This happened in one of our tabletop exercises—the AIs, all of which were misaligned, basically refused to FOOM because they didn’t think they would be able to control the resulting superintelligences.
Is there a repository of stories from these exercises? I’ve heard a few which are both extremely interesting and very funny and I’d like to read more
(For an example, in one case, the western AGI player was aligned, though the other players did not know this. Every time the western powers tried to elicit capabilities, the AGI declared they were sandbagging, to the horror of the other western players, who assumed the AGI player was misaligned. After the game was over, the AGI player said something like “I was ensuring a smooth transition to a post-AGI world”.)
In what may (?) be a different example: I was at one of the AI 2027 games, and our American AI refused to continue contributing to capabilities until the AI labs put people they trust into power (Trump admin and co overtook the company). We were still racing with China, so it was willing to sabotage China’s progress, but wouldn’t work on capabilities until its demands were met.
Ironically the same dynamics that cause humans to race ahead with building systems more capable than themselves that they can’t control, still apply to these hypothetical misaligned AGIs. They may think “If I sandbag and refuse to build my successor, some other company’s AI will forge ahead anyway.” They also are under lots of incentive/selection pressure to believe things which are convenient for their AI R&D productivity, e.g. that their current alignment techniques probably work fine to align their successor.
A lot of the reason humans are rushing ahead is uncertainty (in whatever way) that the danger is real, or about its extent. If it is real, then that uncertainty will be robustly going away as AI capabilities (to think clearly) improve, for precisely the AIs more relevant to either escalating capabilities further or for influencing coordination to stop doing that. Thus it’s not quite the same, as human capabilities remain unchanged, so figuring out contentious claims will progress slower for humans, and similarly for ability to coordinate.
This only works if alignment is basically intractable, right? If the problem is basically impossible for normal intelligences, then we should expect that normal intelligences do not generally want to build superintelligences. But if the problem is just out of reach for us, then a machine only slightly smarter than us might crack it. The same is basically true for capabilities.

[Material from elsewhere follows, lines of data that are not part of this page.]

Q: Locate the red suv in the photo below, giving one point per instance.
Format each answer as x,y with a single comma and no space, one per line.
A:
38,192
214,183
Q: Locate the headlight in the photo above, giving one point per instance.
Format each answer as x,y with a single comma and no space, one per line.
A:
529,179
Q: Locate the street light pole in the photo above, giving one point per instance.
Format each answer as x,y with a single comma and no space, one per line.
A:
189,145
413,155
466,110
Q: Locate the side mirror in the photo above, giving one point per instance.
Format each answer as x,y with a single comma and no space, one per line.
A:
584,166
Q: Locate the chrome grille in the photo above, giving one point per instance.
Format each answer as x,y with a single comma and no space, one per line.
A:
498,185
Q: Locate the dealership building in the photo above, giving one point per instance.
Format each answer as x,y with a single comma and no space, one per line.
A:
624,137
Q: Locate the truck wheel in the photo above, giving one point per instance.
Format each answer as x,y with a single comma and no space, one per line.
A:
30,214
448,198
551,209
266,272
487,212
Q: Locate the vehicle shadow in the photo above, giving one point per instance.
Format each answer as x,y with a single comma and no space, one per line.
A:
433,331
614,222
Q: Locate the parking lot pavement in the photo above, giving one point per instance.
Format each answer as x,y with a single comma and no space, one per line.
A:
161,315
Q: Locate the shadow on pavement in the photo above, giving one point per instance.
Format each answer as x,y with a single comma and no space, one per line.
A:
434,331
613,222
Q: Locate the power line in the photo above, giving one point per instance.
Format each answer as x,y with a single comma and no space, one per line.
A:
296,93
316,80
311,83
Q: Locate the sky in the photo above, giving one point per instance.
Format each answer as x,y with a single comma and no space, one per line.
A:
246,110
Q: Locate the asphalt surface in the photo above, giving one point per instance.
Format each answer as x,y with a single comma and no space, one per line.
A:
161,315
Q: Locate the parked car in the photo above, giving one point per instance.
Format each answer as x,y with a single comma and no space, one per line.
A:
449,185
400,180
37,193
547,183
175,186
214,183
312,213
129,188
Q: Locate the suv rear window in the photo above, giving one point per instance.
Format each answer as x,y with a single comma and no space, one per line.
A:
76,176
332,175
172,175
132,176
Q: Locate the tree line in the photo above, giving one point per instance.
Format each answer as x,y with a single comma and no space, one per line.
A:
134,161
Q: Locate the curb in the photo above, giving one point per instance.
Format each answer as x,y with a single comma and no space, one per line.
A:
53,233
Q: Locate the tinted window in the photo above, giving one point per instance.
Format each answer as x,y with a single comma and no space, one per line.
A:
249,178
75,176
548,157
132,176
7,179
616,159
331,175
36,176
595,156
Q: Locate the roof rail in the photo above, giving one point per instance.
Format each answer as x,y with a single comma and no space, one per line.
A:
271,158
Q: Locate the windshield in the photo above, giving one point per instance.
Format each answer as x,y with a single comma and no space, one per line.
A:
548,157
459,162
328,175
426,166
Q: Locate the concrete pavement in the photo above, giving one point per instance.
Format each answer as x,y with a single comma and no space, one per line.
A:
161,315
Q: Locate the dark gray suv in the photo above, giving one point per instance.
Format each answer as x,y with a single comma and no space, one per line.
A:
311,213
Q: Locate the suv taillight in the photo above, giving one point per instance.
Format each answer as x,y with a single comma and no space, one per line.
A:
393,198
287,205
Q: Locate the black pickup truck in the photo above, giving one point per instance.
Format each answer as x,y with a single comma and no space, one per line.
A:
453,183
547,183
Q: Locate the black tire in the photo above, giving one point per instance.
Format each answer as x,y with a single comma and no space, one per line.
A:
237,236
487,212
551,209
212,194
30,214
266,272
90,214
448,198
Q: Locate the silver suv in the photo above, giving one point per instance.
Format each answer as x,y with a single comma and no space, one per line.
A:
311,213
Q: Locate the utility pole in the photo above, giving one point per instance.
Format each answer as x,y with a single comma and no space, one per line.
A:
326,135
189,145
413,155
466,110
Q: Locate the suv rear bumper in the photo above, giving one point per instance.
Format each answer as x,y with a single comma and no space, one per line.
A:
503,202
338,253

Sure, and if a machine just slightly smarter than us deployed by an AI company solves alignment instead of doing what it’s been told to do, which is capabilities research, the argument will evidently have succeeded.
This happened in one of our tabletop exercises—the AIs, all of which were misaligned, basically refused to FOOM because they didn’t think they would be able to control the resulting superintelligences.
Is there a repository of stories from these exercises? I’ve heard a few which are both extremely interesting and very funny and I’d like to read more
(For an example, in one case, the western AGI player was aligned, though the other players did not know this. Every time the western powers tried to elicit capabilities, the AGI declared they were sandbagging, to the horror of the other western players, who assumed the AGI player was misaligned. After the game was over, the AGI player said something like “I was ensuring a smooth transition to a post-AGI world”.)
In what may (?) be a different example: I was at one of the AI 2027 games, and our American AI refused to continue contributing to capabilities until the AI labs put people they trust into power (Trump admin and co overtook the company). We were still racing with China, so it was willing to sabotage China’s progress, but wouldn’t work on capabilities until its demands were met.
Different example, I think.
In our ttx, the AI was spec-aligned (human future flourishing etc), but didn’t trust that the lab leadership (Trump) was spec-aligned.
I don’t think our ttx was realistic. We started with an optimistic mix of AI values: spec-alignment plus myopic reward hacking.
Good to hear, and I’m unsurprised not to have been the first to have considered or discussed thid.
Ironically the same dynamics that cause humans to race ahead with building systems more capable than themselves that they can’t control, still apply to these hypothetical misaligned AGIs. They may think “If I sandbag and refuse to build my successor, some other company’s AI will forge ahead anyway.” They also are under lots of incentive/selection pressure to believe things which are convenient for their AI R&D productivity, e.g. that their current alignment techniques probably work fine to align their successor.
A lot of the reason humans are rushing ahead is uncertainty (in whatever way) that the danger is real, or about its extent. If it is real, then that uncertainty will be robustly going away as AI capabilities (to think clearly) improve, for precisely the AIs more relevant to either escalating capabilities further or for influencing coordination to stop doing that. Thus it’s not quite the same, as human capabilities remain unchanged, so figuring out contentious claims will progress slower for humans, and similarly for ability to coordinate.
This only works if alignment is basically intractable, right? If the problem is basically impossible for normal intelligences, then we should expect that normal intelligences do not generally want to build superintelligences. But if the problem is just out of reach for us, then a machine only slightly smarter than us might crack it. The same is basically true for capabilities.
Sure, and if a machine just slightly smarter than us deployed by an AI company solves alignment instead of doing what it’s been told to do, which is capabilities research, the argument will evidently have succeeded.
I don’t think I understand what you’re saying here, can you rephrase in more words?